D’après les registres paroissiaux (BMS) des années 1640 à 1792

En 1539, l’ordonnance de Villers-Cotterêts impose aux curés de tenir un registre des baptêmes dans chaque paroisse [1], obligation étendue en 1579 aux mariages et aux sépultures.

Même si ces documents occultent la partie non-catholique de la population, ils constituent une précieuse source d’information sur la vie des communautés paroissiales sous l’Ancien régime.

Les curés de Lachau ont tenu de tels registres, mais les Archives départementales de la Drôme ne conservent que celui de l’année 1755 et ceux des années 1773 à 1792. Par un heureux hasard, les recherches entreprises dans le cadre du projet « histoire de Lachau » nous ont mis sur la piste d’un exemplaire presque complet des registres des années 1640 à 1792, soit au total 4044 actes, qui dormaient au fond d’une vieille valise.

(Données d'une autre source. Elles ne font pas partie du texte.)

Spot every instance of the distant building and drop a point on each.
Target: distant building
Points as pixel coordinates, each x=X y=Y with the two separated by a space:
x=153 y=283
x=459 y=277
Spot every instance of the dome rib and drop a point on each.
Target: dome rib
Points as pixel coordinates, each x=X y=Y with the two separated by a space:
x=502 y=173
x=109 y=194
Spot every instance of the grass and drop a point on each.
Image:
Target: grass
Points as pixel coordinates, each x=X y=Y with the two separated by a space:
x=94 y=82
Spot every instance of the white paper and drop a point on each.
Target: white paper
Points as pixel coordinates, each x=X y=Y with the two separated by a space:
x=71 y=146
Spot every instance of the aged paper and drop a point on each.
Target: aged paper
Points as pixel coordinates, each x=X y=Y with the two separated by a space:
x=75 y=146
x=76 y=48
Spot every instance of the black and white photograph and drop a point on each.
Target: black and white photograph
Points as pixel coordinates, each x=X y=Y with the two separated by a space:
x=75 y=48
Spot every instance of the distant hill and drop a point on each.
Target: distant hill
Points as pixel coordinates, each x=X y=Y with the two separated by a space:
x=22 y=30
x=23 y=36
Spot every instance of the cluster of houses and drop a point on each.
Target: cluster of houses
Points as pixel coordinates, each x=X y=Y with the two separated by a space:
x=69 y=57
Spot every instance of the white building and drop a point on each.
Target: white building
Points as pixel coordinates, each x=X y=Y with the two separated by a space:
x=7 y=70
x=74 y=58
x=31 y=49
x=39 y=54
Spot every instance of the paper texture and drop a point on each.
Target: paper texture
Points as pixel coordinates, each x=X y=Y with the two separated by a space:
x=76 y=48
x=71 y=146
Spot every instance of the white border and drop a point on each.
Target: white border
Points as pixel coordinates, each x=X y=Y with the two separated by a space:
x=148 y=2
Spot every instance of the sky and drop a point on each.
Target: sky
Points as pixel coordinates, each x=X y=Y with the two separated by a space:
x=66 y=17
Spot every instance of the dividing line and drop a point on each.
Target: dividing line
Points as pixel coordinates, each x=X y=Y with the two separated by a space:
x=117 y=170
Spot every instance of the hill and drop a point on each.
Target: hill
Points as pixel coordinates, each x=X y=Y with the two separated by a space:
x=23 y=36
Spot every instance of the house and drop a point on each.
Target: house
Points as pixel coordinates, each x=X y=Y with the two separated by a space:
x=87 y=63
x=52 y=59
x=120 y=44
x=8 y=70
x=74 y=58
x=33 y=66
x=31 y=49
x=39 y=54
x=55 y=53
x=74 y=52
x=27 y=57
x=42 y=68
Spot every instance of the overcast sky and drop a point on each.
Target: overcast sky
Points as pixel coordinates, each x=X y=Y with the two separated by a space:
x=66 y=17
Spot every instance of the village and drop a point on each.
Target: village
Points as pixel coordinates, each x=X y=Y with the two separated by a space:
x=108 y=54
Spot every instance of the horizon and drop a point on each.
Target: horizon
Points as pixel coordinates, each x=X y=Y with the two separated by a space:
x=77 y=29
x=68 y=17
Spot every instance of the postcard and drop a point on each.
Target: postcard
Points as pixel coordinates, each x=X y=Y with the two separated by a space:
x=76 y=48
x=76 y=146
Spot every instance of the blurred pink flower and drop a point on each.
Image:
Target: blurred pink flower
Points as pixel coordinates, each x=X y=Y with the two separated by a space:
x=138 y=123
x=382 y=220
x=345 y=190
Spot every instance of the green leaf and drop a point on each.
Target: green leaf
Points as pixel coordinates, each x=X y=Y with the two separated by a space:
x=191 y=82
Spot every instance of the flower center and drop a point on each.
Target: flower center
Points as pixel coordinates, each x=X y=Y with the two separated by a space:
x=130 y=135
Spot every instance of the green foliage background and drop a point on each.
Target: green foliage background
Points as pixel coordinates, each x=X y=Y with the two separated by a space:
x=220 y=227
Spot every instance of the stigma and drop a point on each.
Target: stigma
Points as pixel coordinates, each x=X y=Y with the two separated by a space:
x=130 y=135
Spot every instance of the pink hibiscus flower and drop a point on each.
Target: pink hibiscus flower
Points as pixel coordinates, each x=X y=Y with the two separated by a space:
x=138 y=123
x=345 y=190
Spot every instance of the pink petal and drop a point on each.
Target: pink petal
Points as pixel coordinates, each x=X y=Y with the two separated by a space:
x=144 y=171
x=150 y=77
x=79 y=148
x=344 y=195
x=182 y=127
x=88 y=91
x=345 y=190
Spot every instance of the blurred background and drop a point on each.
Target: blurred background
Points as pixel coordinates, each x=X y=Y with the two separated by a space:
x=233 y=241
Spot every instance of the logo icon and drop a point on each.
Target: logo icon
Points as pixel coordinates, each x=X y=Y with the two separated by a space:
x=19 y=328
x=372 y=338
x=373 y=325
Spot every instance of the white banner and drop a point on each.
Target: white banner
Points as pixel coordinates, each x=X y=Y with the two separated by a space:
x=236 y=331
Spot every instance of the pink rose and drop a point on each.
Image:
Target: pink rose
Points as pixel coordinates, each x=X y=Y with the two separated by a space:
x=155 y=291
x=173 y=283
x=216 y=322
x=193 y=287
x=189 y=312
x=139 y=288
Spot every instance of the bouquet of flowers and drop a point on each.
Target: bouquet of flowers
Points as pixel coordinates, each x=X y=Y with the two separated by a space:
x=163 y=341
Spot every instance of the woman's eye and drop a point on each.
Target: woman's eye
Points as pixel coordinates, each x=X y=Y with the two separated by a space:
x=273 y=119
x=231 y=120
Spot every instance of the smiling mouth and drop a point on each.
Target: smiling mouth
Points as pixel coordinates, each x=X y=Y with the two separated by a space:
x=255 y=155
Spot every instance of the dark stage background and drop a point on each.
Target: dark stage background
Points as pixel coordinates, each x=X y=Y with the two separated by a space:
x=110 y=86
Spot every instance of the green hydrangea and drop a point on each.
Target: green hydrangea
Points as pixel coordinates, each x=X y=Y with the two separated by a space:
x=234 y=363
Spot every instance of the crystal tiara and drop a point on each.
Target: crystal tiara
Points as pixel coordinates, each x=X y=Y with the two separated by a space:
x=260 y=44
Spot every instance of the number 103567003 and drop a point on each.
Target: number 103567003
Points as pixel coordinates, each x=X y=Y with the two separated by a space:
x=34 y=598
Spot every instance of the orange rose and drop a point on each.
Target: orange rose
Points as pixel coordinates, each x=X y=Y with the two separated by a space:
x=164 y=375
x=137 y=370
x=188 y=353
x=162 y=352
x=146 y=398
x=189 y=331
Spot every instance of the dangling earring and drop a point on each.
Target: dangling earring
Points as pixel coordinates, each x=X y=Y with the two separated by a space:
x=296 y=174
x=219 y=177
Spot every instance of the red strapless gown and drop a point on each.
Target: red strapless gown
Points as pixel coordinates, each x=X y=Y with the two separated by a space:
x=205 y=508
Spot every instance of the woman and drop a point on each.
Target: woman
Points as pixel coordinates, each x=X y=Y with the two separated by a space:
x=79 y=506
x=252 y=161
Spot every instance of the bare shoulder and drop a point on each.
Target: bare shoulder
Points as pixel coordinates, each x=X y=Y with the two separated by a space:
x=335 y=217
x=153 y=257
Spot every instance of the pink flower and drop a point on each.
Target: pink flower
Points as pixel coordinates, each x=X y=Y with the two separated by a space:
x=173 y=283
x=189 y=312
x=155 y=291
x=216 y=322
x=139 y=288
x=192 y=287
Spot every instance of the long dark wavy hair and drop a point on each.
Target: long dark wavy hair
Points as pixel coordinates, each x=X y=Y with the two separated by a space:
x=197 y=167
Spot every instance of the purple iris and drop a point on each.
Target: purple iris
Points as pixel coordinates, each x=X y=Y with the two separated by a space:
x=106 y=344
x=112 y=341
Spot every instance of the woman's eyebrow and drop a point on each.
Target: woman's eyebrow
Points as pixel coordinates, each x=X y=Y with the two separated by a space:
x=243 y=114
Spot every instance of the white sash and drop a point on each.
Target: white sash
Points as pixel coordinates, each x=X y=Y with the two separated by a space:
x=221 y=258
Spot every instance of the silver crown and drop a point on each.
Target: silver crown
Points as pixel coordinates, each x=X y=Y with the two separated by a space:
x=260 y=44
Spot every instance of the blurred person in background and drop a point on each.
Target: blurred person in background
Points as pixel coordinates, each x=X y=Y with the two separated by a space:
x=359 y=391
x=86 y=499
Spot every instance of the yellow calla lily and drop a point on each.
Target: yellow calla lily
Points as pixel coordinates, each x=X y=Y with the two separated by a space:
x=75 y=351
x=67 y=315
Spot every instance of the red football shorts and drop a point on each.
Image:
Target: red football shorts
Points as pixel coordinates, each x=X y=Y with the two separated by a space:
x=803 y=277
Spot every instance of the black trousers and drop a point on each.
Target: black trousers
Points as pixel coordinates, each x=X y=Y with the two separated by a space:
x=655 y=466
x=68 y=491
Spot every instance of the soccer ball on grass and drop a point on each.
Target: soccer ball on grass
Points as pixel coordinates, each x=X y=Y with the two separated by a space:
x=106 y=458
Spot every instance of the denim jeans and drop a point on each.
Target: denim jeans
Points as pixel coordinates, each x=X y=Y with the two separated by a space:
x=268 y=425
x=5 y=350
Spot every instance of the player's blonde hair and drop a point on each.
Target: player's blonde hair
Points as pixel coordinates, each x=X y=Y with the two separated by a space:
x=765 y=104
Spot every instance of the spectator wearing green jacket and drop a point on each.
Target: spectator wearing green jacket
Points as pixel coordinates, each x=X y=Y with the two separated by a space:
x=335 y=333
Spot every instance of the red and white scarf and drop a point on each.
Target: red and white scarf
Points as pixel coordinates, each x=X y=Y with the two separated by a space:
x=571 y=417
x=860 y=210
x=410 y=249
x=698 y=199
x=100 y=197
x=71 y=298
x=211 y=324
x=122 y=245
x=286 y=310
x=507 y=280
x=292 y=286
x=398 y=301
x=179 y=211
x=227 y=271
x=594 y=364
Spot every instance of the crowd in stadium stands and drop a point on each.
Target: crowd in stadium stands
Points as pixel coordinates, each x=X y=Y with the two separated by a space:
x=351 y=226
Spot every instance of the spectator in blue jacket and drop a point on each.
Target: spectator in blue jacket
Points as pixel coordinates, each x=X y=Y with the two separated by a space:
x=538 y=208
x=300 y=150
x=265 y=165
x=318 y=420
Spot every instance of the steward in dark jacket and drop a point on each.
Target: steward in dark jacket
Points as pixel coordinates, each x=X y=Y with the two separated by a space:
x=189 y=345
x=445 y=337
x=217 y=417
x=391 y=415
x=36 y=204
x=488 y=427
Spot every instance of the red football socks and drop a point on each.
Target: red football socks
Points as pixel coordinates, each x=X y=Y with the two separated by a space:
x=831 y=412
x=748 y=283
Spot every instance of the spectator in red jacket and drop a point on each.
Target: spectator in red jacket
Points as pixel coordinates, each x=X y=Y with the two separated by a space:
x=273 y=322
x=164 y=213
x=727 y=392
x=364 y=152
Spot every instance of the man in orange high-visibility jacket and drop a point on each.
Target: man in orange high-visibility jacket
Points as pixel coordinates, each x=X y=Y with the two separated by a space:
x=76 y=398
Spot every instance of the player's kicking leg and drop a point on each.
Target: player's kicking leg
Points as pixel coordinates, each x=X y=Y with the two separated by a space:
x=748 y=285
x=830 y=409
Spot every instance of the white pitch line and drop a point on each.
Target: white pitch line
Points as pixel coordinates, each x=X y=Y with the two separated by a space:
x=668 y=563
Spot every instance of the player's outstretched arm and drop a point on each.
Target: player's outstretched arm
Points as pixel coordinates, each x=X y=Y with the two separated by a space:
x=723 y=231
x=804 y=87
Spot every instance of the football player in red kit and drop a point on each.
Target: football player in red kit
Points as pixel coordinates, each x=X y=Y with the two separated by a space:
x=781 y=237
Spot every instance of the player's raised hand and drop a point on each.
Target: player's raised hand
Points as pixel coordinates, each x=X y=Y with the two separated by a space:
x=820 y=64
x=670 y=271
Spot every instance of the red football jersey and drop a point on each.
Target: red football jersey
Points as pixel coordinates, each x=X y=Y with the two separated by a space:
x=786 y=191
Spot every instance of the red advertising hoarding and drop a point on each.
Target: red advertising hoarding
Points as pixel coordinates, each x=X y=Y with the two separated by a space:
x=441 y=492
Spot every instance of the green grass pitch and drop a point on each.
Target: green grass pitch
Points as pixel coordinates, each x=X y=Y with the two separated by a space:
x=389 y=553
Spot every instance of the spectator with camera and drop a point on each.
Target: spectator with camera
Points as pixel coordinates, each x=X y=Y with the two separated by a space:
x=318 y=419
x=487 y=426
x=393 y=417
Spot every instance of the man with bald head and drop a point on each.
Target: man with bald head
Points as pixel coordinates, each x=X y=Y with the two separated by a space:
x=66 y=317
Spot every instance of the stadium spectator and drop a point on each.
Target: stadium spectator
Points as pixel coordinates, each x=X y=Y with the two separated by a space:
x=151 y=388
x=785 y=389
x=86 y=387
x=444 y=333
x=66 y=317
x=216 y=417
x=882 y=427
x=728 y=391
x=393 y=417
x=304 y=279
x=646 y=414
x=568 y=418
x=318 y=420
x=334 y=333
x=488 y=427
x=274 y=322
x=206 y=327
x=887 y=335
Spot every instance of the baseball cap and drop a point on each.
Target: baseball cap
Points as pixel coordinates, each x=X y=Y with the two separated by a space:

Nous avons analysé ces documents en nous focalisant sur les points qui pouvaient présenter un intérêt pour la connaissance de l’histoire du village, laissant à d’autres le soin d’en faire l’étude généalogique.

Nous donnons ci-après, la synthèse de nos observations.

Des annexes précisent les points suivants:

Annexe 1 – Présentation matérielle des registres

Annexe 2 – Nombre des actes par nature et par année

Annexe 3 – Le nom des familles du village (patronymes) au cours du temps

Annexe 4 – Les notables

Annexe 5 – Les métiers des chaupatiers au milieu du XVIIIe s. (1748-1755)

Annexe 6 – Mortalité et durée de vie (1748-1772)

L’annexe 7 contient la transcription de 81 actes qui nous ont paru présenter un intérêt pour l’histoire locale.

ANALYSE DES REGISTRES PAROISSIAUX (SYNTHESE)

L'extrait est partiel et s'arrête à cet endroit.